Menurut dia, selama ini singkong hanya dimanfaatkan untuk bahan pangan seperti tapioka. Dengan adanya program etanol, singkong dan tebu dapat menjadi sumber energi baru yang membuka peluang pendapatan tambahan bagi petani.
Sofyano menjelaskan, bahan baku etanol dapat berasal dari berbagai sumber lokal seperti tebu, singkong, hingga umbi-umbian. Indonesia juga memiliki potensi besar dari tetes tebu yang mencapai 1,6 juta ton per tahun.
“Dari jumlah itu, baru sekitar 1,1 juta ton yang terserap. Artinya, masih ada sekitar 500.000 ton yang bisa dimanfaatkan untuk produksi bioetanol, terutama untuk campuran bensin,” ujarnya.

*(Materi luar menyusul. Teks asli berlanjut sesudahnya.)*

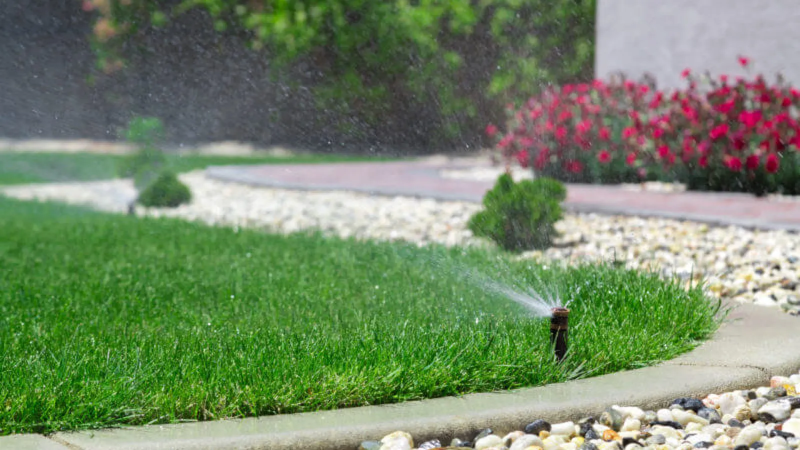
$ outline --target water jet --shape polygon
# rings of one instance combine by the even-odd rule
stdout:
[[[556,307],[550,310],[550,344],[557,360],[566,356],[567,332],[570,327],[570,310]]]

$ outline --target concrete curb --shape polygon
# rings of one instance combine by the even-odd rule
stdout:
[[[74,450],[354,450],[362,440],[395,430],[408,431],[418,442],[470,436],[486,427],[502,433],[521,429],[536,418],[575,420],[614,404],[654,408],[676,397],[766,385],[770,376],[800,369],[798,327],[797,318],[777,310],[740,305],[713,339],[655,367],[505,392],[235,420],[58,433],[44,440]],[[7,448],[6,439],[0,439],[0,448]]]

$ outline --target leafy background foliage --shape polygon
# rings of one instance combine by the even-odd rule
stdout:
[[[342,132],[359,121],[404,127],[417,115],[430,124],[418,139],[439,144],[479,139],[503,104],[590,78],[594,8],[594,0],[83,0],[98,14],[93,40],[106,73],[124,69],[138,35],[200,10],[217,31],[246,34],[278,71],[316,69],[306,87],[339,114]]]

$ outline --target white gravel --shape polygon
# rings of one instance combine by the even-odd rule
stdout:
[[[190,204],[174,210],[138,208],[137,213],[282,233],[314,229],[341,237],[404,239],[419,245],[486,243],[466,229],[470,216],[480,209],[475,203],[251,187],[206,179],[202,172],[181,179],[192,190]],[[127,211],[135,196],[130,180],[17,186],[0,192],[114,212]],[[616,258],[629,267],[657,269],[687,282],[706,275],[710,291],[718,295],[800,314],[797,234],[598,215],[566,215],[557,228],[563,235],[557,247],[522,256],[567,263]]]

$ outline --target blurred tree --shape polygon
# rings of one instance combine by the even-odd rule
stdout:
[[[204,10],[277,66],[313,66],[307,87],[343,127],[414,116],[431,145],[474,143],[502,105],[593,75],[595,0],[79,1],[98,15],[104,72],[124,67],[138,34]]]

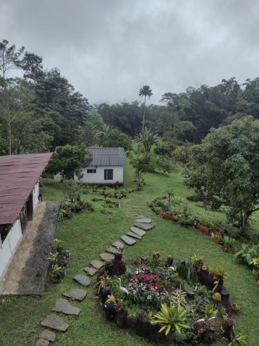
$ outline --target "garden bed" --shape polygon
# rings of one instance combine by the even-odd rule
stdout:
[[[127,271],[121,263],[119,272],[114,263],[106,265],[97,284],[106,316],[118,327],[162,343],[244,338],[234,334],[232,314],[238,307],[223,286],[223,268],[209,270],[204,257],[195,255],[175,263],[169,255],[164,262],[158,252]]]

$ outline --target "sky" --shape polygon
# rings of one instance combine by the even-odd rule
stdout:
[[[258,0],[0,0],[0,39],[57,67],[90,104],[160,102],[259,76]]]

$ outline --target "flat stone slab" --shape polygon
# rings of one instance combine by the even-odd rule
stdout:
[[[68,323],[66,323],[63,318],[51,313],[41,322],[42,327],[48,327],[51,329],[57,330],[58,331],[66,331],[69,327]]]
[[[112,255],[111,253],[101,253],[100,257],[104,261],[107,262],[110,262],[113,260],[114,260],[114,255]]]
[[[122,235],[121,238],[127,245],[133,245],[136,242],[135,240],[128,235]]]
[[[53,311],[62,312],[65,315],[79,315],[81,309],[73,307],[66,299],[59,299],[52,309]]]
[[[113,246],[114,246],[115,248],[124,248],[124,245],[123,243],[122,243],[122,242],[119,242],[119,240],[116,240],[116,242],[115,242],[113,244]]]
[[[118,253],[119,252],[119,250],[113,246],[109,246],[108,248],[106,248],[106,251],[107,251],[107,253],[113,253],[113,255],[115,255],[116,253]]]
[[[146,232],[143,230],[141,230],[140,228],[137,228],[137,227],[131,227],[131,232],[133,232],[133,233],[136,233],[137,235],[140,235],[140,237],[143,237],[143,235],[145,235]]]
[[[97,269],[95,269],[94,268],[92,268],[91,266],[86,266],[85,268],[83,268],[83,271],[86,272],[90,276],[94,275],[98,271]]]
[[[96,269],[101,269],[101,268],[104,266],[105,263],[98,260],[94,260],[90,262],[90,264]]]
[[[90,285],[90,279],[88,276],[78,274],[77,275],[74,276],[73,279],[82,286],[86,286]]]
[[[136,222],[134,226],[143,230],[151,230],[155,226],[154,224],[143,224],[142,222]]]
[[[54,341],[56,340],[56,334],[54,333],[54,331],[45,329],[42,331],[41,333],[39,334],[39,339],[48,340],[48,341],[51,341],[52,343],[54,343]]]
[[[136,222],[140,222],[140,224],[151,224],[151,219],[148,217],[140,217],[136,219]]]
[[[50,342],[46,339],[39,339],[36,343],[36,346],[48,346]]]
[[[63,295],[73,300],[81,302],[86,298],[86,291],[82,289],[75,289],[68,292],[65,292]]]
[[[129,237],[132,237],[133,238],[141,239],[140,235],[136,235],[136,233],[133,233],[133,232],[128,232],[127,235]]]

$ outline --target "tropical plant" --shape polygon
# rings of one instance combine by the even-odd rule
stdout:
[[[218,310],[214,310],[213,305],[207,305],[204,309],[205,316],[208,318],[215,317],[218,315]]]
[[[148,99],[152,96],[152,89],[150,88],[149,85],[143,85],[143,86],[140,90],[140,96],[144,98],[144,107],[143,111],[143,120],[142,120],[142,132],[144,132],[144,129],[145,127],[145,112],[146,112],[146,98],[148,96]]]
[[[178,308],[173,304],[168,306],[162,303],[160,311],[151,317],[150,322],[151,325],[160,325],[161,328],[159,332],[164,331],[165,334],[168,335],[171,329],[180,333],[182,328],[189,328],[189,325],[185,323],[186,318],[186,311],[182,307]]]
[[[98,287],[98,293],[99,293],[101,289],[111,287],[111,284],[112,278],[106,272],[104,272],[104,274],[99,277],[99,281],[95,284],[95,287]]]
[[[48,261],[50,261],[51,263],[57,263],[57,260],[59,259],[59,253],[56,251],[55,253],[50,253],[49,257],[47,258]]]
[[[187,305],[186,297],[186,292],[182,291],[181,289],[177,289],[173,293],[171,300],[171,302],[175,304],[178,309],[180,309],[180,307],[185,308]]]
[[[209,270],[218,279],[219,278],[226,279],[227,277],[228,273],[226,271],[224,268],[221,265],[216,266],[215,267],[211,266],[211,267],[209,267]]]
[[[52,264],[51,266],[51,277],[54,278],[60,278],[61,277],[62,268],[57,264]]]
[[[228,345],[228,346],[232,346],[234,344],[238,345],[247,345],[247,336],[242,334],[238,334],[234,336],[231,342]]]

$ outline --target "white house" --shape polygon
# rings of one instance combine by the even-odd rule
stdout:
[[[113,184],[124,182],[124,168],[126,165],[126,155],[122,147],[86,148],[92,154],[92,162],[83,169],[81,183],[86,184]],[[55,180],[61,179],[60,174],[55,176]],[[74,179],[78,181],[77,176]]]
[[[0,156],[0,280],[32,220],[51,153]]]

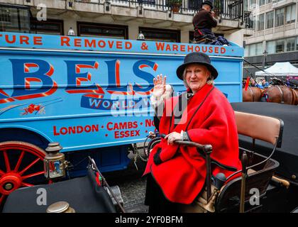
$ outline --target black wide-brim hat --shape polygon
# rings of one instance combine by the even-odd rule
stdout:
[[[211,65],[210,57],[207,55],[200,52],[193,52],[185,56],[184,62],[177,69],[176,74],[179,79],[183,80],[185,67],[191,64],[205,65],[210,71],[214,79],[219,75],[216,69]]]
[[[201,8],[202,8],[202,6],[203,6],[203,5],[208,5],[208,6],[210,6],[211,9],[213,9],[213,3],[212,3],[212,2],[211,2],[210,1],[205,1],[202,2],[202,3],[201,4]]]

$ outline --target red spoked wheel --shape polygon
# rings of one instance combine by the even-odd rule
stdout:
[[[43,170],[45,154],[28,143],[0,143],[0,206],[14,190],[47,182]]]

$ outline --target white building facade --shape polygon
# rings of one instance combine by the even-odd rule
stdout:
[[[131,40],[142,32],[146,40],[189,43],[202,1],[0,0],[0,31],[67,35],[72,28],[79,36]],[[214,32],[242,46],[248,16],[243,0],[214,0],[214,4],[219,21]]]
[[[245,59],[261,68],[277,62],[290,62],[298,67],[298,0],[245,1],[253,31],[245,38]],[[245,67],[253,74],[258,71],[248,65]]]

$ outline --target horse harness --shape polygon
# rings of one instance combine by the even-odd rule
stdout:
[[[255,101],[255,95],[253,94],[253,91],[251,90],[251,88],[248,86],[248,89],[251,93],[251,95],[253,96],[253,101]]]
[[[284,100],[284,92],[282,92],[282,89],[280,87],[280,85],[277,85],[276,87],[277,87],[278,89],[280,92],[280,95],[282,96],[282,101],[280,102],[281,104],[285,103],[285,100]]]

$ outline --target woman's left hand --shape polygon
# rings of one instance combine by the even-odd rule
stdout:
[[[165,136],[165,139],[167,140],[167,144],[173,145],[175,140],[181,140],[180,133],[173,132]]]

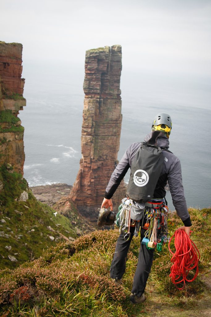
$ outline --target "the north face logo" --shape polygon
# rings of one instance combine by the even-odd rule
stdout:
[[[149,181],[149,175],[143,170],[137,170],[134,173],[133,182],[137,186],[145,186]]]

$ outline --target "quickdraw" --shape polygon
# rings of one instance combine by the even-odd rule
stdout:
[[[149,203],[153,204],[153,203]],[[158,252],[162,251],[163,245],[169,241],[167,219],[169,209],[167,206],[163,204],[162,207],[157,203],[155,206],[146,207],[142,221],[142,228],[146,230],[145,236],[141,243],[145,244],[147,249],[153,249],[156,246]],[[159,231],[158,235],[158,230]]]
[[[120,233],[125,234],[124,239],[128,241],[131,236],[131,227],[135,227],[134,235],[137,236],[139,232],[140,221],[131,219],[131,210],[132,199],[124,198],[119,207],[119,212],[116,216],[115,223],[119,227]],[[152,207],[145,207],[142,221],[142,227],[146,230],[144,237],[141,243],[145,244],[148,249],[154,249],[157,246],[158,252],[162,250],[163,245],[170,237],[168,236],[167,222],[168,208],[163,202],[153,203],[149,202]],[[158,230],[159,235],[158,236]]]

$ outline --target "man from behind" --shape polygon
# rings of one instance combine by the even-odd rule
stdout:
[[[159,206],[160,210],[165,204],[167,204],[164,187],[167,181],[174,205],[184,224],[180,229],[184,230],[189,235],[191,223],[184,194],[180,163],[178,158],[168,150],[169,138],[172,127],[170,116],[164,113],[158,113],[152,121],[152,131],[145,138],[144,141],[147,144],[153,145],[161,149],[161,155],[163,156],[161,171],[158,180],[155,184],[153,197],[151,196],[150,200],[136,201],[131,200],[132,206],[130,220],[131,225],[130,226],[129,238],[126,239],[124,234],[121,232],[117,240],[110,269],[110,277],[114,279],[117,283],[120,284],[122,282],[122,277],[125,270],[127,253],[135,230],[135,226],[132,224],[135,223],[134,221],[135,219],[133,219],[133,215],[136,215],[135,217],[138,215],[138,218],[136,218],[135,220],[138,220],[141,223],[144,219],[146,207],[153,208],[158,208]],[[111,175],[106,189],[101,208],[110,207],[111,210],[113,210],[112,197],[128,169],[130,168],[131,169],[133,167],[135,158],[137,157],[136,155],[141,144],[140,142],[133,143],[126,150]],[[146,230],[142,226],[141,242],[145,237]],[[144,244],[141,245],[130,297],[131,302],[133,304],[142,302],[146,299],[144,290],[152,265],[154,252],[153,249],[147,248]]]

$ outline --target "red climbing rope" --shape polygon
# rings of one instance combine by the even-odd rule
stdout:
[[[175,253],[171,251],[170,247],[170,244],[174,237],[176,249]],[[169,276],[177,288],[183,289],[186,281],[192,282],[198,275],[198,262],[200,259],[199,251],[190,237],[184,230],[180,229],[176,230],[171,237],[169,243],[169,249],[173,255],[171,262],[173,263]],[[189,271],[193,269],[195,270],[194,276],[191,280],[189,280],[188,275]],[[178,287],[177,284],[182,283],[183,283],[183,287]]]

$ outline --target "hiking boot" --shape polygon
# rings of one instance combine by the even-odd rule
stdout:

Dia menepis anggapan bahwa penggunaan bensin campur etanol akan membuat kendaraan lebih boros. Menurut dia, hal tersebut dapat diatur secara teknis agar tidak menimbulkan masalah.
“Buktinya, penggunaan B40 juga tidak menimbulkan keluhan serupa. Jadi anggapan boros itu kurang tepat,” katanya.
Sofyano menambahkan, tantangan yang terjadi sebelumnya hanya bersifat teknis antara pemerintah dan SPBU swasta, bukan masalah kualitas bahan bakar. Dia menegaskan, di banyak negara lain, etanol telah lama digunakan sebagai campuran bahan bakar kendaraan.
Dengan potensi 500.000 ton tetes tebu yang belum dimanfaatkan, Sofyano memperkirakan jumlah tersebut bisa diolah menjadi sekitar 130.000 kl etanol.
“Kalau kita buat E5 [campuran 5%], hasilnya bisa mencapai sekitar 500.000 kiloliter, bahkan mungkin mendekati 1 juta kl etanol,” jelasnya.
Dia pun menilai langkah menuju mandatory E10 tidak hanya realistis, tetapi juga strategis untuk memperkuat kemandirian energi nasional tanpa menimbulkan kerugian bagi masyarakat.
Sebelumnya, Menteri ESDM Bahlil Lahadalia menyebut, kebijakan mandatory E10 kemungkinan akan berlaku pada 2027 atau 2028. Namun, kecenderungan saat ini mengarah pada target awal 2027.
“Sekarang lagi dilakukan kajian apakah mandatory ini dilakukan di 2027 atau 2028. Tapi menurut saya, paling lama 2027 ini sudah bisa jalan,” tegasnya.
Kebijakan E10, kata Bahlil, merupakan bagian dari upaya pemerintah menekan ketergantungan terhadap impor bahan bakar.
“E10 adalah bagian dari strategi pemerintah untuk mengurangi impor bensin. Sebab, impor bensin kita masih banyak, 27 juta ton per tahun,” ungkapnya.